Text Prediction using NLP

Predicto: A Shiny App for Text Prediction

Abstract

The value of text-based information continues to increase with the growth of social media. It is getting increasingly difficult to analyze large corpus of text to discover a structure within it. This project utilizes a corpus of text to build a predictive model that displays up to 3 predictions based on user input. The project is a shiny app named Predicto.

Keywords: natural language processing, shiny app, predictive model, text mining, N-Gram, back off

Introduction

Predicto is a Shiny app that uses a text prediction algorithm to predict the next words based on text entered by a user. The application suggests the next word in a sentence using an n-gram algorithm. An n-gram is a contiguous sequence of n items from a given sample of text or speech.
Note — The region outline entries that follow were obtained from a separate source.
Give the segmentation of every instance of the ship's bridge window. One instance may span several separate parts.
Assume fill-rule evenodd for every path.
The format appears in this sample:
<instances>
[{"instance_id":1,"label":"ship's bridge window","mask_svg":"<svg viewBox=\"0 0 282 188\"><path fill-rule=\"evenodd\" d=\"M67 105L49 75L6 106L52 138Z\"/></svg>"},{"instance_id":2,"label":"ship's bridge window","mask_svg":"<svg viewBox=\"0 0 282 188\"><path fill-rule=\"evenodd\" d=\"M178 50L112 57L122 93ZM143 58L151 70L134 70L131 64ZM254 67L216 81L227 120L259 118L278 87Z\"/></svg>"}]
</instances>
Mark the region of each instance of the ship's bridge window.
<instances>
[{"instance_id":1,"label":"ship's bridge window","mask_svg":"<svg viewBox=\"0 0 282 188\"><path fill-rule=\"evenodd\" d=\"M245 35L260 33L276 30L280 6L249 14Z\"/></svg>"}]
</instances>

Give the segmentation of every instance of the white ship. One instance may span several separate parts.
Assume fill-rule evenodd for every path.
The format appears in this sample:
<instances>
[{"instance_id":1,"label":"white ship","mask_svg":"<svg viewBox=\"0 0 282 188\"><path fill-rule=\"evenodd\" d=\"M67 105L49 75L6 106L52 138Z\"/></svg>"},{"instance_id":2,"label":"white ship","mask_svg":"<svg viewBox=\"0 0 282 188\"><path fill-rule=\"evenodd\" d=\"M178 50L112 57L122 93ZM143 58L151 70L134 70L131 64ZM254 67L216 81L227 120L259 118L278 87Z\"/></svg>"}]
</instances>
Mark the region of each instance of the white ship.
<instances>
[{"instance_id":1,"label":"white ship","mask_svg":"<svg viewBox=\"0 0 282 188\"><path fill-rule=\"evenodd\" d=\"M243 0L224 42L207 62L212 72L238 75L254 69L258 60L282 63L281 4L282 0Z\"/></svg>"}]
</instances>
The prediction model was built by extracting N-grams from SwiftKey’s ‘Tweets Blogs News’ dataset available on Kaggle. Various NLP (natural language processing) and text-mining techniques were explored to build an accurate and optimized model. The prediction model was built from a sample of about 8,00,000 lines extracted from the corpus of blogs, news and twitter data.

The predicted word is considered using the longest, most frequent matching n-gram. The predicted word is shown when the app detects that you have finished typing one or more words. The app might take a few seconds to load the results. The slider tool can be used to select up to three predictions. The top prediction is shown first followed by the second and the third most likely prediction.

Proposed System

The proposed system is a shiny app. Shiny is an R package that makes it easy to build interactive web apps straight from R. The interface of the app consists of two tabs, the first being the webpage for input and output and the second providing basic information about the app. The methodology and code are discussed below.

Methodology

The dataset consists of ‘Tweets Blogs News’ in 4 different languages. This project uses the one in English. The dataset was first downloaded and unzipped. The dataset consisted of 3 files namely, tweets, blogs and news. These were then explored to get an idea of the quality and quantity of the dataset. Basic exploration like number of lines per file and total lines was done. Because the data set consisted of almost 8,00,000 lines, it was sampled for ease of use. All non-English characters were first removed and it the data was converted to a uniform encoding, i.e., ASCII. Outliers were removed by considering only articles within the interquartile range based on length. The three files were then merged into a single file. A file containing profane words was downloaded from the web and loaded in memory. The data was then converted to lowercase for easy manipulation. Next, the data was stripped of all URLs, email addresses, Twitter handles, hash tags, ordinal numbers, profanity, punctuation marks and whitespaces. This was done using the tm package and the gsub function. Then, the data was written to the disk and the corpus was built. Finally, the data was tokenized, i.e., split into tokens (n-grams) and the n-gram frequencies were counted. Start word predictions, quadgrams, trigrams and bigrams were stored in separate files. As the user enters the text, the algorithm iterates from longest n-gram (4-gram) to shortest (2-gram) to detect a match.

Codes

The project would require 3 code files, viz., a server.R file, a ui.R file and a file for the predictive model, let us call it build-ngram-frequencies.R.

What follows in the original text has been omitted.